Brendan Eich [:brendan]

Comment 9

•

21 years ago

timeless: yes, javascript: is a de-facto standard we must and will support.  But
who suggested otherwise?

/be

timeless

Comment 10

•

21 years ago

jshin, tail of comment 6, presumably not particularly seriously.

Jungshik Shin

Comment 11

•

21 years ago

Of course, I was not serious. Note that it's qualified by 'if we .... a purist'.
Anyway, it's a little bit surprising that you're the first to pick it up and
write that 'wontfix' is not acceptable. I thought you'd be more likely to be on
the otherside :-p. Also note that this bug was 'almost' fixed thanks to the fix
for bug 44272.

re: comment #6

brendan, what is the following JS code supposed to produce?

document.write('%C6')? 

Three characters, <U+0025 U+0043 U+0036> or a single character <U+00C6>? That
was my question. 

The testcase presents an interesting problem if the answer to the above is the
former because 'JS string literal' is used in a URL.
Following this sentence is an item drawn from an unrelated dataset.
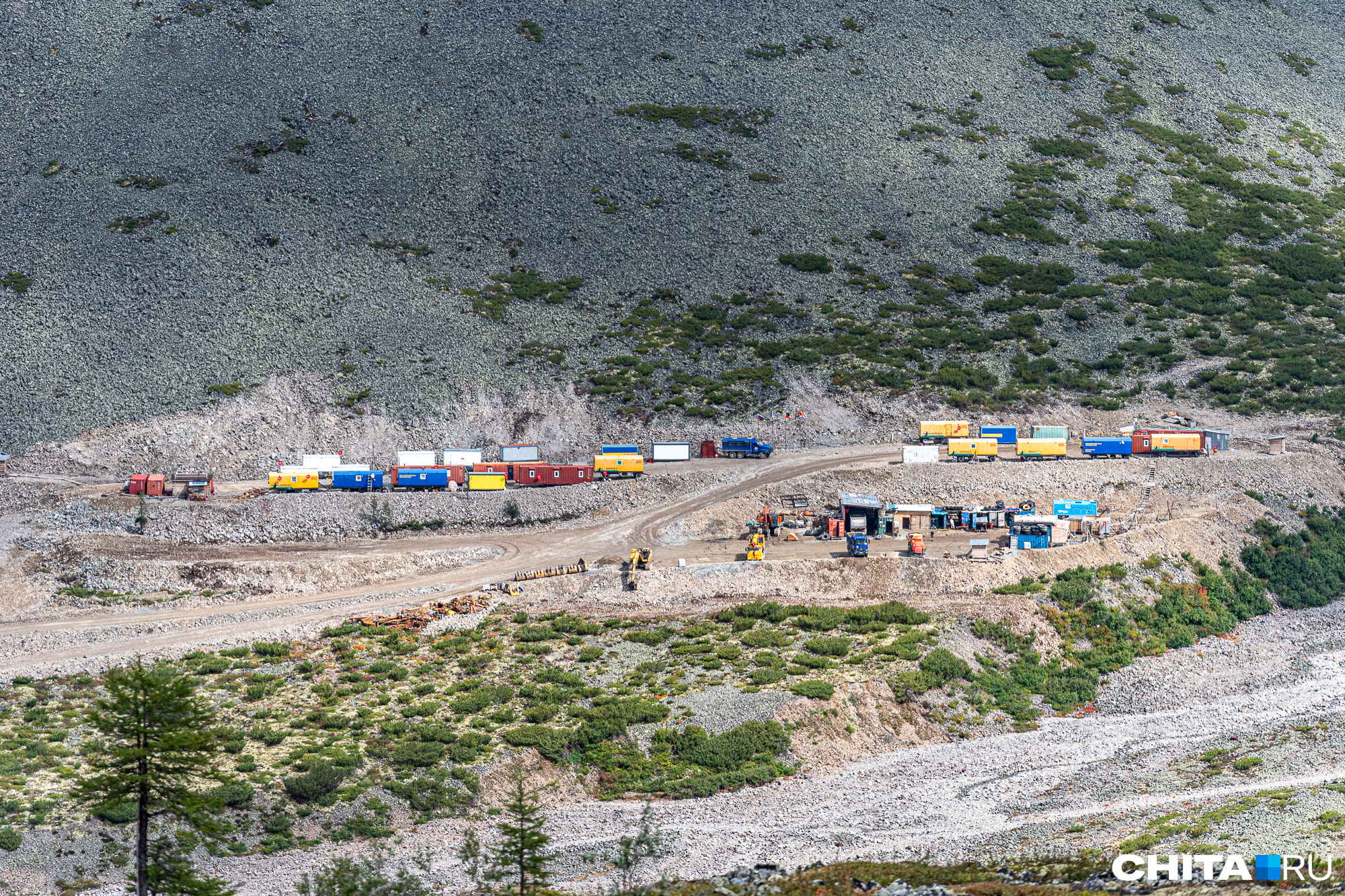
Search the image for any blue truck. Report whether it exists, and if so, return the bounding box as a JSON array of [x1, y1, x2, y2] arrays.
[[981, 423, 1018, 445], [1081, 436, 1134, 458], [332, 470, 383, 491], [720, 438, 771, 458], [1050, 498, 1098, 517]]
<a href="javascript:alert('%B0%A1')">Alert</a> 

What should show up inside the alert box if the above is in
non-ISO-8859-1/non-ISO-8859-15 page? Currently, the URL-unescaping is done
before JS part  is handed over to the JS engine. So, the result is dependent on
the current character encoding. How about these?
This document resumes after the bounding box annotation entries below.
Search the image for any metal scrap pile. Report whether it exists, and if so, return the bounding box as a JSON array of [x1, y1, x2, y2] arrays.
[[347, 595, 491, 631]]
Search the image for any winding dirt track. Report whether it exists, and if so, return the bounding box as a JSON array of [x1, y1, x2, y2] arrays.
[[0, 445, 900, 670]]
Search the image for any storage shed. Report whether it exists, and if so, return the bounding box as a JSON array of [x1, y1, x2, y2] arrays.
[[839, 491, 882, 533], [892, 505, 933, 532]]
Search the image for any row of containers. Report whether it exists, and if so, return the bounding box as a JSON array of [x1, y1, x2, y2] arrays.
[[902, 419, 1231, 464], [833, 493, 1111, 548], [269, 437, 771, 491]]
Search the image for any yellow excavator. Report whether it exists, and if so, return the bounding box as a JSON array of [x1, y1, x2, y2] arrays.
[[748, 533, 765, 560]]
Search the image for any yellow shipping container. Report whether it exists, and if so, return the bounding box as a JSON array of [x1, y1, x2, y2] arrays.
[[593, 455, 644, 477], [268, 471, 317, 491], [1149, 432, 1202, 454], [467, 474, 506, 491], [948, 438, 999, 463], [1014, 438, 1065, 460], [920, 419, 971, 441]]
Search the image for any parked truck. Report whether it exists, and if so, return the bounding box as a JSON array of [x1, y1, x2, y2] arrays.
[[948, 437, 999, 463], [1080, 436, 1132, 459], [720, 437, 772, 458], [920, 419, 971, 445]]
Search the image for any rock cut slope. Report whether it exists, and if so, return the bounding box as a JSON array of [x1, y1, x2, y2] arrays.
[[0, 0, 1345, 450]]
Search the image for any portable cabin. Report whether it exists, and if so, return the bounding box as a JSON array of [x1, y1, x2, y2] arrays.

<a href="javascript:alert(unescape('%B0%A1'))">Alert</a>

Compare it with the following, the result of running which is charset-independent.
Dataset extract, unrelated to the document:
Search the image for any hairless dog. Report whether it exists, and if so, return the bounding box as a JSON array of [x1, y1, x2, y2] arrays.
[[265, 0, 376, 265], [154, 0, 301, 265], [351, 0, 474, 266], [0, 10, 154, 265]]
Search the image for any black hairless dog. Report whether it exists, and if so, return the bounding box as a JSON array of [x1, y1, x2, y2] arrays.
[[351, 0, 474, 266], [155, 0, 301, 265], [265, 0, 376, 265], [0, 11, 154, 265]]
<script type="text/javascript">
document.write('%B0%A1');
document.write(unescape('%B0%A1'));
</script>

timeless

Comment 12

•

21 years ago

i'm rarely a standards purist. what i care about are things i use. and i use
data:, javascript:, view-source, and about: urls heavily.

Brendan Eich [:brendan]

Comment 13

•

21 years ago

> document.write('%C6')? 
> 
> Three characters, <U+0025 U+0043 U+0036> or a single character <U+00C6>? That
> was my question. 

If that document.write is in a .js file, then the answer is obvious: three
characters: '%C6' (or the U+0025 U+0043 U+0036 sequence, if you prefer that
spelling).  JS string literals are well-specified by ECMA-262 and there is
nothing about %-escaping in that spec.

If the string literal is embedded in an href= attribute value, then the JS
engine may not see the verbatim source string -- there may be a layer of
interpretation when the attribute is parsed, and one when the href url is loaded
(when the link is clicked).  The attribute value interpretation should handle
&amp; and other such entities, but not mess with %, right?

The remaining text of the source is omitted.